CD Title: “Kaleidoscope”

Label: Moonjune Records

Label Website: www.moonjune.com

Release Date: 2007

Band Website: http://digilander.libero.it/dfa

 

In their short history, Italy’s DFA have made quite a reputation for themselves becoming almost a cult classic. Their style is one that borrows from the classic Italian symphonic style and incorporates a healthy dose of jazz-fusion into the mix. Their first CD Lavori In Corso was released in 1997 and was selected as one of the top releases for that year by Keyboard magazine. In 1999 they released a follow-up entitled Duty Free Area which developed their trademark style even further. Both these releases have now been remastered and released as a double CD for fans old and new. 

 

Many of you are probably well acquainted with DFA’s busy, jazz-influenced progressive rock style. DFA consists of Luca Baldassari (bass), Silvio Minella (guitar), Alberto De Grandis (drums) and Alberto Bonomi (keyboards). The compositions take the traditional approach which places the guitar and keyboards out front trading off solo spots while the bass and drums provide the rhythm in the background propelling each piece forward. Listening to “Escher” (10:51) off their second CD says it all with the piece starting out in a softer style, trading licks back and forth while the song builds in intensity to climactic finish. In fact these guys “smoke!”

 

DFA’s music can be divided into two distinct styles; tracks like “Caleidoscopio” (9:38) and “La Via” (16:22) tend to be more slow-ish and spacey with the melody captured by the vocals while the band sets up a slow groove with each instrument taking a short solo, eventually building in intensity to a big finish, while other tracks like “Trip on Metro” (6:38) start out busy and keep building to a blinding finish, a cacophony of sound.

 

The compositions are a mix of instrumentals and vocals with pieces as long as 16-minutes and as short as 4-minutes.
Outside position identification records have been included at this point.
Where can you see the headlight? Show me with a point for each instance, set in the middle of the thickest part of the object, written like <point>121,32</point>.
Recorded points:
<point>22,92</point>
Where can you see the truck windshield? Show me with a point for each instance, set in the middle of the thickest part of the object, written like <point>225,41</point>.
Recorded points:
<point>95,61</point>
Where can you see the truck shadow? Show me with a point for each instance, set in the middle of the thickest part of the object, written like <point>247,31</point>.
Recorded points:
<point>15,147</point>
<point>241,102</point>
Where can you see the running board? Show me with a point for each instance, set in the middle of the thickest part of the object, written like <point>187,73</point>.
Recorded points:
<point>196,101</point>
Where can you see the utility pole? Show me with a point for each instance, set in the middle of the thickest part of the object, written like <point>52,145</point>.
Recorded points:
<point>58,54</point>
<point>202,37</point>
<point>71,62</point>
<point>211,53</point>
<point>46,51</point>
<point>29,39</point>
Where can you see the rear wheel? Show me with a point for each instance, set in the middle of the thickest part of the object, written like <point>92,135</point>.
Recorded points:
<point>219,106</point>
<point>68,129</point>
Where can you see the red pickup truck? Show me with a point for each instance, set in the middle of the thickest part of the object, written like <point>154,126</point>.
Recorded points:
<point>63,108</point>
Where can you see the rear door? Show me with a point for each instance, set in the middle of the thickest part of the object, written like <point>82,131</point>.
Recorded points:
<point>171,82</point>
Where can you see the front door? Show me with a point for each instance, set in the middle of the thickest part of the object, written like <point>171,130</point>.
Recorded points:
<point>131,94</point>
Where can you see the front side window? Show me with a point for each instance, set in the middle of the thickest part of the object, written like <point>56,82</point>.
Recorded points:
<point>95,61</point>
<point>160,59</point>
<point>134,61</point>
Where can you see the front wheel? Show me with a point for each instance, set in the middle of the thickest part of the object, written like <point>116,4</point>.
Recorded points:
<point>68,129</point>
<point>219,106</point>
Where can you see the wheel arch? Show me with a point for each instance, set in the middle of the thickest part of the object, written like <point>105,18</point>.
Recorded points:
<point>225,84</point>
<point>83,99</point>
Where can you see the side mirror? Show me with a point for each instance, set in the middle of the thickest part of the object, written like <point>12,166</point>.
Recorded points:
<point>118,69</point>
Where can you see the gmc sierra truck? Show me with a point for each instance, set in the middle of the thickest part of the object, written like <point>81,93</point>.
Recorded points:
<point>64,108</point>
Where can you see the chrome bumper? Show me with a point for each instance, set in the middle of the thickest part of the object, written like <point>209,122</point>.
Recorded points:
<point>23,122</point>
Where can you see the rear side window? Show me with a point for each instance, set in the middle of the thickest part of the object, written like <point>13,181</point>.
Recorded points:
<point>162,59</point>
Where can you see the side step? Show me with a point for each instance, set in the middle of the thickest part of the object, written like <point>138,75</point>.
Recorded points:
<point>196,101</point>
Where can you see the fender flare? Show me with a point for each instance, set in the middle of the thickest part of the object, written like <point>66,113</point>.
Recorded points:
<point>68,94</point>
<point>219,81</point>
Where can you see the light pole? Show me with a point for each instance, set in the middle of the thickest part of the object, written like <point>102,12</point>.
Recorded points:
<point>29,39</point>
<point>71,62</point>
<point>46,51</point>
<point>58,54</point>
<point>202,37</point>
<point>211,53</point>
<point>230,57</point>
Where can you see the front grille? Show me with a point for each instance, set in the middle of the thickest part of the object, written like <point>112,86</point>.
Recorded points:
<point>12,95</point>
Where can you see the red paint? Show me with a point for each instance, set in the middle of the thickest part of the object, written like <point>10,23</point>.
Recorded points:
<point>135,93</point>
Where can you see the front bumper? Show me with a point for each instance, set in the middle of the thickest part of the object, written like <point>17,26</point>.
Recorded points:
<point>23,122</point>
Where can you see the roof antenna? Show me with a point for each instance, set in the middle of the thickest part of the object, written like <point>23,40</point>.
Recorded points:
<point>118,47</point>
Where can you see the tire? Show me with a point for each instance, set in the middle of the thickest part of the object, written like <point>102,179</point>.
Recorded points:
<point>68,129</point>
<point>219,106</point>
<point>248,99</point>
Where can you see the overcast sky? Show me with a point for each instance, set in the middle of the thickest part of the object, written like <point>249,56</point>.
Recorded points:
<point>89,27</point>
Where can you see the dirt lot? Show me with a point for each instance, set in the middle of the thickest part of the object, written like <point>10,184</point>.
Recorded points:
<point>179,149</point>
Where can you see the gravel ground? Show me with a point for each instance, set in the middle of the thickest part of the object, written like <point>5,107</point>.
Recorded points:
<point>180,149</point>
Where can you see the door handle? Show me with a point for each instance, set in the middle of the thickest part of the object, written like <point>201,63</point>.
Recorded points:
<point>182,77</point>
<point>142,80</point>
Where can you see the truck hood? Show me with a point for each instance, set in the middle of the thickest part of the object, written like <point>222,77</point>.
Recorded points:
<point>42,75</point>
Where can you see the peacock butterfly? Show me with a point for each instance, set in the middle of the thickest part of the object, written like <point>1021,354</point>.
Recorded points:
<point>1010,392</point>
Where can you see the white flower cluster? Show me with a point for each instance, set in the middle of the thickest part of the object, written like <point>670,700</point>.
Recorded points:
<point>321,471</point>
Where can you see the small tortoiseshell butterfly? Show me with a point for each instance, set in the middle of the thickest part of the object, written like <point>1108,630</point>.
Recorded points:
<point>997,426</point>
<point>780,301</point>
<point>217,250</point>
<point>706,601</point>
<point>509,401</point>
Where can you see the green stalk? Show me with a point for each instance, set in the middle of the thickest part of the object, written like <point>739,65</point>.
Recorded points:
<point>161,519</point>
Most of their music is composed in the 7-10 minute range allowing them time to take their music in several directions. Even the pieces that have vocals still tend to place more emphasis on their instrumental prowess. Now this is an important point because even while DFA incorporate a healthy amount jazz or fusion in their music it’s never at the expense of an overall symphonic feel. Their music is rich in texture creating a lush landscape.

 

If you happen to unfamiliar with DFA, this is your lucky day! With the re-release of their first two studio albums in this remastered set you have the chance to experience this group with enhanced sonic clarity. If you already have these releases Kaleidoscope comes with 3-live bonus tracks recorded in Italy. This is a great release for both fusion and symphonic prog fans everywhere as it presents the best of both styles equally well. DFA are one of those bands everyone will enjoy having in the collection.